ENH: stats: add a few functions for working with contingency tables. #34

Closed
wants to merge 10 commits into
from

Projects

None yet

3 participants

@WarrenWeckesser
Collaborator

This is an updated version of the code from ticket #1203. The main function is conting_test_ind(obs) ("contingency table test for independence"), which computes the statistics for the hypothesis test of independence of a contingency table. See ticket #1203, and the link there to the discussion on the mailing list, for more details.

An earlier version of these functions is also included in the contingency table class attached to ticket #1258. That code will be easy to modify to use the code from this ticket. This separation keeps the code more modular: the code in this pull request includes just a few core computations, while the code in #1258 provides the ContingencyTable class with many more computational methods, along with methods for manipulating data sets.

@rgommers

Not sure I like this name, because this is not the only test of independence. Why not put chi2 in the name?

You could make correction=True the default, since this will give better results for small sample sizes. Even with sample sizes on the order of 100s the correction agrees better with fisher_exact.

Can you explain the relation with stats.chisquare?

@rgommers

I think it's clearer to spell out the name, so _contingency. You don't need to import from it as a users, so no problem it's longer.

@rgommers
Member

Looks good overall.

@WarrenWeckesser
Collaborator

All good suggestions, Ralf, thanks. I renamed the module to _contingency.py, and renamed the main test in the module to chi2_contingency. I also extended the docstring a bit (and put the sections in the right order), and updated the usual related doc files.
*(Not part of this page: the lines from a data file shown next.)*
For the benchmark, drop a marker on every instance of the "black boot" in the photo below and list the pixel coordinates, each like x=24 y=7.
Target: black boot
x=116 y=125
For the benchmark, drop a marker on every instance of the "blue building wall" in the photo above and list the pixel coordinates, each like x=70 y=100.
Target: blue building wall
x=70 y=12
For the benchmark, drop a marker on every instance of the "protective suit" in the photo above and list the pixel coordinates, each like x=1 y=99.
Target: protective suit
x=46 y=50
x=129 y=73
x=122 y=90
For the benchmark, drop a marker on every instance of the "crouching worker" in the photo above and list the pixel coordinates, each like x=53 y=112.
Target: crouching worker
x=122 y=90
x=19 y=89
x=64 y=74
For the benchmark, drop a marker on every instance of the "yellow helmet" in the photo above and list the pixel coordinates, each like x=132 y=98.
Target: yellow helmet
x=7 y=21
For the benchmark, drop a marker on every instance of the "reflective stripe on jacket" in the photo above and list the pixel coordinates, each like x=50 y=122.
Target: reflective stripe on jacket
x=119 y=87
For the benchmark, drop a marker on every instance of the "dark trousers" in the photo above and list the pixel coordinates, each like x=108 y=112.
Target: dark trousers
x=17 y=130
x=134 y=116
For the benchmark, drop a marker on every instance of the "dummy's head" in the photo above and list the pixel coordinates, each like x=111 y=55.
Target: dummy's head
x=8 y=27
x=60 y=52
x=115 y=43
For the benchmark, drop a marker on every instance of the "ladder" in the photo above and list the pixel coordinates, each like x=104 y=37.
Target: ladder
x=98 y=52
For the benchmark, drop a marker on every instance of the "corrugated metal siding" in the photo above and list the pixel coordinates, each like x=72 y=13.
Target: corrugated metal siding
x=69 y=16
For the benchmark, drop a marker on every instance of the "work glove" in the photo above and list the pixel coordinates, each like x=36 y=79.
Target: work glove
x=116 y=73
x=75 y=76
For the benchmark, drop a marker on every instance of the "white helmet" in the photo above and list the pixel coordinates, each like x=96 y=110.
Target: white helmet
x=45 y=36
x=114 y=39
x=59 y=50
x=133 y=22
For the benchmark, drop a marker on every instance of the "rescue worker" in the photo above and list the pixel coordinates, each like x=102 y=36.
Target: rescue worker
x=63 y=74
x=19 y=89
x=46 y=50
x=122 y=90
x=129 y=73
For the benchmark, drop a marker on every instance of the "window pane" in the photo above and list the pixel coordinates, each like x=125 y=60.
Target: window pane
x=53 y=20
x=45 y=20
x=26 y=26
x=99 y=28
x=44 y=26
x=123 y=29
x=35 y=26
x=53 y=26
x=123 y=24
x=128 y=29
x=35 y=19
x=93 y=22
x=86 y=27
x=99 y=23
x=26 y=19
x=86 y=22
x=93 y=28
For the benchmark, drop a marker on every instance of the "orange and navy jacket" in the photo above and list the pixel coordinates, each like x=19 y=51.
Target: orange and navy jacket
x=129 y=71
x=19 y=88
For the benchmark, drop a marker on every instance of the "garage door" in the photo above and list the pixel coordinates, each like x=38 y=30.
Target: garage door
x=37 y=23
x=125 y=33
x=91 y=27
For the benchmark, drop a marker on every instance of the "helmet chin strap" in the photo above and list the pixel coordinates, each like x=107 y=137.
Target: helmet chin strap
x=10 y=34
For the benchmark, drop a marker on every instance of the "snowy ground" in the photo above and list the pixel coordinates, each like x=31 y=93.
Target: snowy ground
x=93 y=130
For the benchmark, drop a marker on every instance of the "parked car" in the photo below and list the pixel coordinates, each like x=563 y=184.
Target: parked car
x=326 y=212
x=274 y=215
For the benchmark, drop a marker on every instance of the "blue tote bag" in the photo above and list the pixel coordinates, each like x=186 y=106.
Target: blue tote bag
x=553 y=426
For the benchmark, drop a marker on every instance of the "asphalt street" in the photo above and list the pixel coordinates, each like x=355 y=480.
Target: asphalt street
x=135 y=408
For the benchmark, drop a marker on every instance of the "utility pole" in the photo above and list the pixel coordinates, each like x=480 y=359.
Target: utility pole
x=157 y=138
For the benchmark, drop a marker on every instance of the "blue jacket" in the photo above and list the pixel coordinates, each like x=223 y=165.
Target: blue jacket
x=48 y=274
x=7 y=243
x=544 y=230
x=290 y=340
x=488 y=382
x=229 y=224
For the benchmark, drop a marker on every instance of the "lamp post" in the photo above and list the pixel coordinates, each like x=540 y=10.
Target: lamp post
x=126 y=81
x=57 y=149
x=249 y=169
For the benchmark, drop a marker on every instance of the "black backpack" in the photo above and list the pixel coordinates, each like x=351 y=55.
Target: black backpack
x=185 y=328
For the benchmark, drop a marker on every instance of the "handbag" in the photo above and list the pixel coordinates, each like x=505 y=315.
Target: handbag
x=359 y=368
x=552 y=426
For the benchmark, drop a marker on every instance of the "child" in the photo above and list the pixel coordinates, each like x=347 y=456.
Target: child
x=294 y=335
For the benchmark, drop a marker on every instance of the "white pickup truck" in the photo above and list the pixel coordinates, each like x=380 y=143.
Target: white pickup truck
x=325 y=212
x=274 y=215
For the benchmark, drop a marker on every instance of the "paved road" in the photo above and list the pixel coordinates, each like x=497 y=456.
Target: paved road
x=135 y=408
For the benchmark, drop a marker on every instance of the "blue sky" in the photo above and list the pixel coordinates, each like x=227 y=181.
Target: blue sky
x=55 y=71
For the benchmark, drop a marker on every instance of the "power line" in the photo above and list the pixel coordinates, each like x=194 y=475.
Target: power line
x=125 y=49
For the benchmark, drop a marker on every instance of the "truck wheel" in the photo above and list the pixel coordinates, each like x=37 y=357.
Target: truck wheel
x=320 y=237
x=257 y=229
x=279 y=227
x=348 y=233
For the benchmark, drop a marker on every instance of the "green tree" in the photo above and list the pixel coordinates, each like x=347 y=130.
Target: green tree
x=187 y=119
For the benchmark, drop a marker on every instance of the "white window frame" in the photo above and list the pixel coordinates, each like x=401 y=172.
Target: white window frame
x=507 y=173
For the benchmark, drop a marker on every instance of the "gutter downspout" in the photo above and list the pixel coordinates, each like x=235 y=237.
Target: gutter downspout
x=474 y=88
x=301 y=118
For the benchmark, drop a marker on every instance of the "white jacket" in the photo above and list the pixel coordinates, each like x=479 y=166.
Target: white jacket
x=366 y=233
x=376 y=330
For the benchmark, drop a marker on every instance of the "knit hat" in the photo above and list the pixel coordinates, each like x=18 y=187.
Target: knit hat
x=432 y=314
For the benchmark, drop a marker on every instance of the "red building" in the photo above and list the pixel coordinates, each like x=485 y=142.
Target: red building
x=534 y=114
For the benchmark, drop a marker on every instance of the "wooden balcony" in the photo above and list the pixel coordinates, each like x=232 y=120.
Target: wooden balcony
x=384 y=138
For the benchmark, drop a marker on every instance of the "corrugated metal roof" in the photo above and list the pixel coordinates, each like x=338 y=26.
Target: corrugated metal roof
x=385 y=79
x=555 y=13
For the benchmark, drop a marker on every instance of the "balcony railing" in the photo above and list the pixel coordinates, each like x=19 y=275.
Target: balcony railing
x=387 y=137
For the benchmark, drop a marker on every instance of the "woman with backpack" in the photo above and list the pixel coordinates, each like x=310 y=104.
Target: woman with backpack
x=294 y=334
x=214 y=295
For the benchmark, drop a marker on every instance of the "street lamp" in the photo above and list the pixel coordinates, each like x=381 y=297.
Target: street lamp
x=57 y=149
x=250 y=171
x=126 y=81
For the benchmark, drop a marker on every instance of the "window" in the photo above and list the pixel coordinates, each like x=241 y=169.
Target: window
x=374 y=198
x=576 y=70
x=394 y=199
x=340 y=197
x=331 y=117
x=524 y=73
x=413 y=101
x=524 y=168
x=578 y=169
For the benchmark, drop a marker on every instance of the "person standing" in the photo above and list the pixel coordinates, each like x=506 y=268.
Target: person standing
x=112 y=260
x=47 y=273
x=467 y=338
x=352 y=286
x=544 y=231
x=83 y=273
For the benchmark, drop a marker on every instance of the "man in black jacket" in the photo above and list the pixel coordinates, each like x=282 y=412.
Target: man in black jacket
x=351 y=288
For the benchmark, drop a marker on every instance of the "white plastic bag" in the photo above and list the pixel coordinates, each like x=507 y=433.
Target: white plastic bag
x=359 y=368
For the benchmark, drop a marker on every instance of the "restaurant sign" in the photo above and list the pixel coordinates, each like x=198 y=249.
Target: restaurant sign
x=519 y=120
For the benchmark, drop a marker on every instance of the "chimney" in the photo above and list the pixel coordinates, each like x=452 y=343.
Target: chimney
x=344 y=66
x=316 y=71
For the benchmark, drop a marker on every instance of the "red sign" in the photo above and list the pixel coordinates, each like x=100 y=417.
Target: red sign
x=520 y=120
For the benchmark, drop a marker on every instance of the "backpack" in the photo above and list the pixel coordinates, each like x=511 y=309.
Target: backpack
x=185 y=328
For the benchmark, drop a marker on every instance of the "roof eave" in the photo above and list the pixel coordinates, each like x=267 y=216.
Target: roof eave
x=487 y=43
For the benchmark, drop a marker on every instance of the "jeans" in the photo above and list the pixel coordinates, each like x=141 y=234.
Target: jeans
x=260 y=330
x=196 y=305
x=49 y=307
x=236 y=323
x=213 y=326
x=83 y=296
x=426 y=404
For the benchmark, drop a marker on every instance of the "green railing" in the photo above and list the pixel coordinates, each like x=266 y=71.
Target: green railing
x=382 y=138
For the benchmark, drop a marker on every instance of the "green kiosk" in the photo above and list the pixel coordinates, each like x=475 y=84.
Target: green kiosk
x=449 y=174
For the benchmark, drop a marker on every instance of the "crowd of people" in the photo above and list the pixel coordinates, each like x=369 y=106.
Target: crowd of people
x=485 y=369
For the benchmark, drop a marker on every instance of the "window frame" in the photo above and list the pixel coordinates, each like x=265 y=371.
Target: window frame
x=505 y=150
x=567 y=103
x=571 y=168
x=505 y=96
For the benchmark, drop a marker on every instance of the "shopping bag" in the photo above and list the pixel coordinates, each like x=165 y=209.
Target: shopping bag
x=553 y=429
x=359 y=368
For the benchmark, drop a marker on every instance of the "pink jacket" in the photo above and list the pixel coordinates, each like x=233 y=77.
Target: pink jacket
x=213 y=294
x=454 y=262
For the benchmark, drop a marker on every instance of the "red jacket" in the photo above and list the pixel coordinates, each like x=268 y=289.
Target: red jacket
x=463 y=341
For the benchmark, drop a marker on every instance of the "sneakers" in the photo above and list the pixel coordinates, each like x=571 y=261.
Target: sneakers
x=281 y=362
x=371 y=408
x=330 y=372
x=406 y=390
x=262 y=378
Warren Weckesser DOC: Update fisher_exact docstring to refer to chi2_contingency in it…
…s 'See Also' section, and fix a numerical typo in the example.
9108be8
@rgommers

That's a good addition to the docstring. I assume you thought about retrofitting this functionality to chisquare, and decided it wasn't possible? It does bother me a little to have two functions doing essentially the same thing, but I'm not sure there's an easy way around it.

@WarrenWeckesser
Collaborator

That issue was brought up in the megathread last year (thread starts here: http://mail.scipy.org/pipermail/scipy-dev/2010-June/014538.html)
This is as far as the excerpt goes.